A section specific to Kentucky's deaf heritage is part of the exhibit, which allows its host to specialize an area of the exhibit. The exhibit was organized by Gallaudet University, a college for the deaf and hearing-impaired in Washington, D.C.

This is the second showing of the exhibit, which has been seen only in Hartford, Conn., at the American School for the Deaf. The American School, a privately funded institution created in 1820, is the first U.S. school for the deaf.

The UK showing is co-hosted by the Kentucky School for the Deaf, the first publicly funded school for the deaf in the United States, which opened in 1823, and served as a model for public schools for the deaf.

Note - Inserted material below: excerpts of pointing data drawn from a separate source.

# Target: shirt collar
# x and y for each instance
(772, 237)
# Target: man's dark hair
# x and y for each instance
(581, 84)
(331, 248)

Harvey Corson, superintendent of the Kentucky School for the Deaf, served as a consultant to Gallaudet in creating the exhibition.

"History Through Deaf Eyes" opened Oct. 1. The exhibit is open 11 a.m. to 5 p.m. Monday to Saturday in the Rasdall Gallery in the UK Student Center. The gallery may be opened by appointment for groups by calling (859) 257-5781.

A lecture series is planned for Thursday evenings during the exhibit, and the gallery will be open extended hours during a lecture event.

Following the UK showing, the exhibit will travel to William Woods University in Fulton, Mo. In 2002, the exhibit will be seen in Philadelphia; Rochester, N.Y.; and the Smithsonian Institution in Washington, D.C.

"History Through Deaf Eyes" was made possible by a major grant from the National Endowment for the Humanities and support from The Motorola Foundation, The John S. and James L. Knight Foundation, The Rockefeller Foundation, SBC Foundation and the BFGoodrich Foundation.